Ms Purcell also argues that politics is occupying too much space in the Caribbean societies
"Politicians offer more than they can ever deliver. The political sphere has overrun all the other spheres," she asserts.
"Whereas there should be varying spheres of governance like self governance where the individual through responsible living governs himself of herself. The Church government which should be the conscience of the state, and which should be willing to say yea or nay whether its beheaded or heeded. The sphere of civil governance, the population, the people, the electorate. We have all narrowed it down to an election every five years, putting a group in power who undo everything that was done before, and the Opposition on the other hand seeks to tear up everything the government does. The Parliament has become disrespectful and lacking in civility."

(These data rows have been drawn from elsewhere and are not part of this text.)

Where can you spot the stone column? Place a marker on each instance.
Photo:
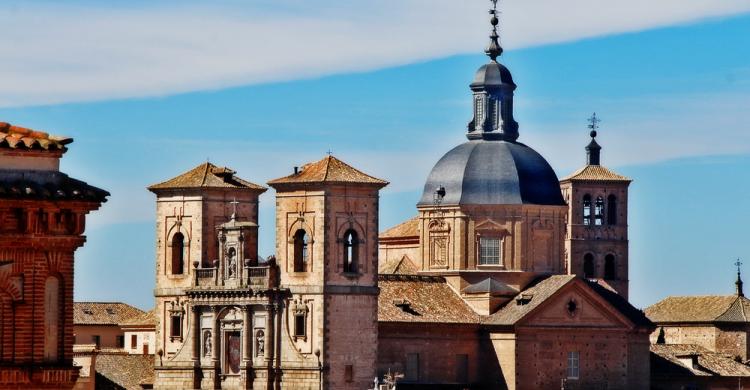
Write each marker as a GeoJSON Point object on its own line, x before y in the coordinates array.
{"type": "Point", "coordinates": [247, 335]}
{"type": "Point", "coordinates": [215, 338]}
{"type": "Point", "coordinates": [196, 333]}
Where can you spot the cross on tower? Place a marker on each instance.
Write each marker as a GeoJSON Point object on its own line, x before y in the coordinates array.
{"type": "Point", "coordinates": [594, 123]}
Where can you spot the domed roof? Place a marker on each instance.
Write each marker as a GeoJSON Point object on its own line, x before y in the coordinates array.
{"type": "Point", "coordinates": [492, 74]}
{"type": "Point", "coordinates": [484, 172]}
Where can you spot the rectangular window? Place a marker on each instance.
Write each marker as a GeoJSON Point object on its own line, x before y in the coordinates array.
{"type": "Point", "coordinates": [573, 365]}
{"type": "Point", "coordinates": [462, 368]}
{"type": "Point", "coordinates": [489, 251]}
{"type": "Point", "coordinates": [176, 330]}
{"type": "Point", "coordinates": [412, 367]}
{"type": "Point", "coordinates": [299, 325]}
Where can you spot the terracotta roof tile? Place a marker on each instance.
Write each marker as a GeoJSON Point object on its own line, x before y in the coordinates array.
{"type": "Point", "coordinates": [207, 175]}
{"type": "Point", "coordinates": [408, 228]}
{"type": "Point", "coordinates": [595, 173]}
{"type": "Point", "coordinates": [146, 319]}
{"type": "Point", "coordinates": [411, 298]}
{"type": "Point", "coordinates": [710, 308]}
{"type": "Point", "coordinates": [708, 363]}
{"type": "Point", "coordinates": [103, 313]}
{"type": "Point", "coordinates": [17, 137]}
{"type": "Point", "coordinates": [124, 371]}
{"type": "Point", "coordinates": [329, 170]}
{"type": "Point", "coordinates": [402, 266]}
{"type": "Point", "coordinates": [538, 293]}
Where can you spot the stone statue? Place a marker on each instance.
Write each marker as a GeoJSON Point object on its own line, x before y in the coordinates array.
{"type": "Point", "coordinates": [207, 344]}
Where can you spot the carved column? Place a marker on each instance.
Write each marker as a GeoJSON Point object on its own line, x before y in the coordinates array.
{"type": "Point", "coordinates": [215, 337]}
{"type": "Point", "coordinates": [247, 335]}
{"type": "Point", "coordinates": [196, 333]}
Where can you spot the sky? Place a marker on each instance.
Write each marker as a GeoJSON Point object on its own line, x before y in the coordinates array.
{"type": "Point", "coordinates": [148, 90]}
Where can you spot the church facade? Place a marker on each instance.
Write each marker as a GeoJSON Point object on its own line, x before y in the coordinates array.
{"type": "Point", "coordinates": [506, 278]}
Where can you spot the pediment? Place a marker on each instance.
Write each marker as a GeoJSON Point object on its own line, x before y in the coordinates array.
{"type": "Point", "coordinates": [576, 305]}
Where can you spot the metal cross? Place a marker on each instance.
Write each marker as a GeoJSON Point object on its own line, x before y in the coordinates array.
{"type": "Point", "coordinates": [594, 122]}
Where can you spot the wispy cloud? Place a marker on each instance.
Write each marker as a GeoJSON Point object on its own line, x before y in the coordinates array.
{"type": "Point", "coordinates": [55, 53]}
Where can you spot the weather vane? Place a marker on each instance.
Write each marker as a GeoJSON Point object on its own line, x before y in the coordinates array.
{"type": "Point", "coordinates": [594, 124]}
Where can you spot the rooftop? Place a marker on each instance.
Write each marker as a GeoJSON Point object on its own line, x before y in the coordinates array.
{"type": "Point", "coordinates": [207, 175]}
{"type": "Point", "coordinates": [595, 173]}
{"type": "Point", "coordinates": [708, 308]}
{"type": "Point", "coordinates": [329, 170]}
{"type": "Point", "coordinates": [17, 137]}
{"type": "Point", "coordinates": [692, 360]}
{"type": "Point", "coordinates": [411, 298]}
{"type": "Point", "coordinates": [104, 313]}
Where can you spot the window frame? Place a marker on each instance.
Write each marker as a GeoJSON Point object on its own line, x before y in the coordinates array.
{"type": "Point", "coordinates": [573, 368]}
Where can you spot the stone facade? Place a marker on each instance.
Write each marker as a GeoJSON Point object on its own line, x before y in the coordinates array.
{"type": "Point", "coordinates": [42, 220]}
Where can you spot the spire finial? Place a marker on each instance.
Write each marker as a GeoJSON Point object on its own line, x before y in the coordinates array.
{"type": "Point", "coordinates": [738, 283]}
{"type": "Point", "coordinates": [593, 150]}
{"type": "Point", "coordinates": [494, 50]}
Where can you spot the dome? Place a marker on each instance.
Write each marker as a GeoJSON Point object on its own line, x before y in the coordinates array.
{"type": "Point", "coordinates": [492, 74]}
{"type": "Point", "coordinates": [491, 172]}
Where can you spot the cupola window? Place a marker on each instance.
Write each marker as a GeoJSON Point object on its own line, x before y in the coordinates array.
{"type": "Point", "coordinates": [610, 272]}
{"type": "Point", "coordinates": [301, 241]}
{"type": "Point", "coordinates": [599, 211]}
{"type": "Point", "coordinates": [612, 210]}
{"type": "Point", "coordinates": [351, 249]}
{"type": "Point", "coordinates": [588, 266]}
{"type": "Point", "coordinates": [178, 253]}
{"type": "Point", "coordinates": [587, 209]}
{"type": "Point", "coordinates": [490, 251]}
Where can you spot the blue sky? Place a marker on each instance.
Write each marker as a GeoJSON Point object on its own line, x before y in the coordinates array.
{"type": "Point", "coordinates": [673, 93]}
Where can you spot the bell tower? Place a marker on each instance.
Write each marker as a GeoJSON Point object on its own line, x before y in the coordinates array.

The former Government Minister and President of the Senate in Grenada, Ms Purcell also delivered a lecture in St Kitts recently on the issue. The bane of Caribbean development she contends, is poor political leadership
"I recently read an article published on April 5th 2014, talks about the gathering storm in the Caribbean by Jean H. Charles, and he talks about the fragility of our economies and...that they're really on a razors edge, on a knife edge...and just before that our own Prime Minister Kenny Anthony talked about Leaders in self denial even as the economic crisis worsens," she said.
"Our poor and bad politics is reflected more clearly, more obviously, where perhaps you cannot see - well except for corruption, corrupt practices and so on - where you see the Caribbean crumbling is in its economics because of the poor leadership in its politics in, its policies...etcetera."